Son travail est "admirable et surtout très original", s'enthousiasme son ami Lluis Quintana-Murci, généticien de l'évolution humaine. Ce professeur à l'Institut Pasteur et au Collège de France salue le "tour de force immense" d'avoir relevé les défis techniques liés au travail sur l'ADN ancien d'animaux pour "jeter la lumière sur l'histoire de l'homme".
Marié et père de trois enfants, Ludovic Orlando se décrit comme un "obsessionnel" de son travail, au "tempérament ultra-addictif".
"Il y pense tout le temps", raconte son épouse, Andaine Seguin-Orlando, également paléogénéticienne au CAGT. "Si un truc n'est pas terminé, il va se relever la nuit pour le finir. Si on va se promener, il va prendre son appareil photo au cas où on voit des chevaux. Il ne peut pas visiter un musée sans systématiquement regarder s'il y a des représentations de cheval ou d'une époque qui l'intéresse", détaille-t-elle.
- Le pouvoir du cheval -
"Je suis devenu inintéressant et monomaniaque", sourit le chercheur. Mais ses études font régulièrement la couverture de prestigieuses revues spécialisées comme Science ou Nature.
"Flatté" que l'on s'intéresse aux travaux de son équipe, Ludovic Orlando est heureux de pouvoir montrer combien la science est utile pour comprendre le monde, se disant "désabusé", "rageux" voire "défait" par le peu de considération qu'accordent les politiques à la recherche.
Se définissant comme un "pur produit de la République", ce fils d'un père menuisier et d'une mère sténo-dactylo, pieds-noirs installés à Marseille, se désole aussi de voir ce que devient l'école publique. Et il ne perd pas de vue l'actualité sociale, confiant "ne pas comprendre" l'attitude du gouvernement sur la réforme des retraites.

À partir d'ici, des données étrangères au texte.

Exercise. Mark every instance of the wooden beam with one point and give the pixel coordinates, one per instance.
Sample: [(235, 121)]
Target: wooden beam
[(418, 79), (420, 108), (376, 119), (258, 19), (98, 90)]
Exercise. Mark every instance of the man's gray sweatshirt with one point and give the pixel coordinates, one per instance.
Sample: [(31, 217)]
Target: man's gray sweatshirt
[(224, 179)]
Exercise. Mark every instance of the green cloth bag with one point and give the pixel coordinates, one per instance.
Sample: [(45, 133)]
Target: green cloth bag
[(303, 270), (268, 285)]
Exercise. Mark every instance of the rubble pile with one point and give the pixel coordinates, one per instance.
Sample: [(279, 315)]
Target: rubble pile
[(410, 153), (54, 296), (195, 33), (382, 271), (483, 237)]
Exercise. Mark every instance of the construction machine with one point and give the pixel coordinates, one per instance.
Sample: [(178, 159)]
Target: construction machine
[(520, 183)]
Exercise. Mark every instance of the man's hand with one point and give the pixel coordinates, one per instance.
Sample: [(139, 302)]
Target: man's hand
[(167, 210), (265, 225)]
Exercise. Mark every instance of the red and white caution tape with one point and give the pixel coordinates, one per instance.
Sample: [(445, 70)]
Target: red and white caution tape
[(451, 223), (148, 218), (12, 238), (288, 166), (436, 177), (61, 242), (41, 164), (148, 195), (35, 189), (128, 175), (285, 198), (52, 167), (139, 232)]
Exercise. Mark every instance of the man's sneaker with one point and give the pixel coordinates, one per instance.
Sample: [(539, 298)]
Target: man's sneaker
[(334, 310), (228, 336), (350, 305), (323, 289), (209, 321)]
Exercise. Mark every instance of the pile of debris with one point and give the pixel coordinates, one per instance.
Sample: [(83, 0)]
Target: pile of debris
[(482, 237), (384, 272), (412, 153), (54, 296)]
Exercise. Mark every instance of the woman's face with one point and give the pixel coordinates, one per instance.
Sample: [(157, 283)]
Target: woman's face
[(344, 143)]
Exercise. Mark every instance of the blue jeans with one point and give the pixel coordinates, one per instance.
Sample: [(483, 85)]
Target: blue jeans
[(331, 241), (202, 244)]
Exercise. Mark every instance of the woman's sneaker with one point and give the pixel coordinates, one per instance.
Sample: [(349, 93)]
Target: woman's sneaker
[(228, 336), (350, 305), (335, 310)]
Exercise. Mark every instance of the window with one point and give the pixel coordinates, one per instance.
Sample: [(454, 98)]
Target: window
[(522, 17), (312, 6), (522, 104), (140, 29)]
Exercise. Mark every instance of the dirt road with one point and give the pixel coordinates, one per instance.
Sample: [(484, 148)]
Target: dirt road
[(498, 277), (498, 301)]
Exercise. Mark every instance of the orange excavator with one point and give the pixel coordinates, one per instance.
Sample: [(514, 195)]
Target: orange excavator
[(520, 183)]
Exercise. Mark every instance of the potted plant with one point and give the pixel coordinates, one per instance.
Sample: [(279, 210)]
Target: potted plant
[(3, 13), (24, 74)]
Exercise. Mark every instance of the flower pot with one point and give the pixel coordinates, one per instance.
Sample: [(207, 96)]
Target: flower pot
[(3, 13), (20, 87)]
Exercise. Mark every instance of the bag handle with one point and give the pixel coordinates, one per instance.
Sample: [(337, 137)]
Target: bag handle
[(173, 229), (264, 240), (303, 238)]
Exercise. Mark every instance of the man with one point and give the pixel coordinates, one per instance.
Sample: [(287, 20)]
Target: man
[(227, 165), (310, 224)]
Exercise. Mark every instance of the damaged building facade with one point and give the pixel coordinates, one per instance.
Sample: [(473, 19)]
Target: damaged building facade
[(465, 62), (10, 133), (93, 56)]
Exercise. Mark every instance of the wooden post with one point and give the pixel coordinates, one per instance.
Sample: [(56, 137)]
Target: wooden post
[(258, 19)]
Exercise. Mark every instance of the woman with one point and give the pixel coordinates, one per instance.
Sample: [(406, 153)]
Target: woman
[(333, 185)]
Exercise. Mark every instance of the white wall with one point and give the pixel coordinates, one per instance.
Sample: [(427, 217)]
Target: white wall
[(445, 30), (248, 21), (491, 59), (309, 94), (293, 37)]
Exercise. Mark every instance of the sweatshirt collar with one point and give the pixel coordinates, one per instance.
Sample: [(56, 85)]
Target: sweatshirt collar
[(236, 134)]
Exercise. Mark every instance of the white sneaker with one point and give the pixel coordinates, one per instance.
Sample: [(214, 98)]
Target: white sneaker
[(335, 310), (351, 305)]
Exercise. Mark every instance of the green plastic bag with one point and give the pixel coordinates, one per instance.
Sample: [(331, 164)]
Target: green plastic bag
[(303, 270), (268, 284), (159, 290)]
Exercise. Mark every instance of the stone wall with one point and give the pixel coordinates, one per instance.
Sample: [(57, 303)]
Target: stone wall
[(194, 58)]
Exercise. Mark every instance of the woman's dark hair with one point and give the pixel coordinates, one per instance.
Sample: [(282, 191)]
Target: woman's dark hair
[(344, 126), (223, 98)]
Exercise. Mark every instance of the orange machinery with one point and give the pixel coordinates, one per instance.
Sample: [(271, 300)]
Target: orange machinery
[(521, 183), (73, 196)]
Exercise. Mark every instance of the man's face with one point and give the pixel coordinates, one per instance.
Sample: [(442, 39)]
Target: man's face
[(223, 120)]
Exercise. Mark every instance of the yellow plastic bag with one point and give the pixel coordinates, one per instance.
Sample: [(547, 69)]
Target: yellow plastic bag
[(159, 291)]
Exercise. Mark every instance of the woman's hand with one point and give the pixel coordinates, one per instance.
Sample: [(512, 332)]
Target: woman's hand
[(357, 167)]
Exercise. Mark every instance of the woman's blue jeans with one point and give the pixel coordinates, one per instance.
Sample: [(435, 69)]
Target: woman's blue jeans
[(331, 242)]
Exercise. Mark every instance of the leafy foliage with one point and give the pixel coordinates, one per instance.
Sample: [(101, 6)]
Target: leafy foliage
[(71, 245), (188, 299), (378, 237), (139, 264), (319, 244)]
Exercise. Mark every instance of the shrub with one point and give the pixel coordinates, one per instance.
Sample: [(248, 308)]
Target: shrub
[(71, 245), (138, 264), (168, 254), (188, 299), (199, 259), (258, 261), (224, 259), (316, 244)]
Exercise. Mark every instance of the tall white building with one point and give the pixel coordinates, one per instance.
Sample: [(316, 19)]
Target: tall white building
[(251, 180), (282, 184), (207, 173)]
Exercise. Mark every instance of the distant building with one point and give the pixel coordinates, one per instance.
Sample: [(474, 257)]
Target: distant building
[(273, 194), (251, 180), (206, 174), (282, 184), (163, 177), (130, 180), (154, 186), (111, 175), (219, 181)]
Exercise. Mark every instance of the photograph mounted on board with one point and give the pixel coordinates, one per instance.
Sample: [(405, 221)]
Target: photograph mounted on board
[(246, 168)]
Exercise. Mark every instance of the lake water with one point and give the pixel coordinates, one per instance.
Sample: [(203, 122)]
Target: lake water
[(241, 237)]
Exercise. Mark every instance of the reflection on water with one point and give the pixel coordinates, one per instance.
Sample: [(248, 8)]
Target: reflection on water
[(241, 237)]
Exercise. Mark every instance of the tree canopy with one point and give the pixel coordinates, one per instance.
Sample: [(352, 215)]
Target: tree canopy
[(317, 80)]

Côté loisirs, cet obsessionnel du cheval n'a commencé à monter qu'il y a trois ans, sa femme l'ayant inscrit sans qu'il le sache au centre équestre de l'école vétérinaire de Toulouse. Avec le contact physique à l'animal, il a découvert une "dimension sensible, culturelle" qui lui échappait dans ses recherches.
Peut-être pourra-t-il bientôt galoper en Mongolie et en Chine, où doivent l'emmener ses prochains travaux.
Associé notamment au British museum, aux universités d'Oxford et de Bonn, le CAGT a décroché une bourse européenne de 10,5 millions d'euros pour enquêter pendant six ans sur le rôle du cheval dans le développement des sociétés asiatiques. Le nom du projet: "Horse power" (le pouvoir du cheval).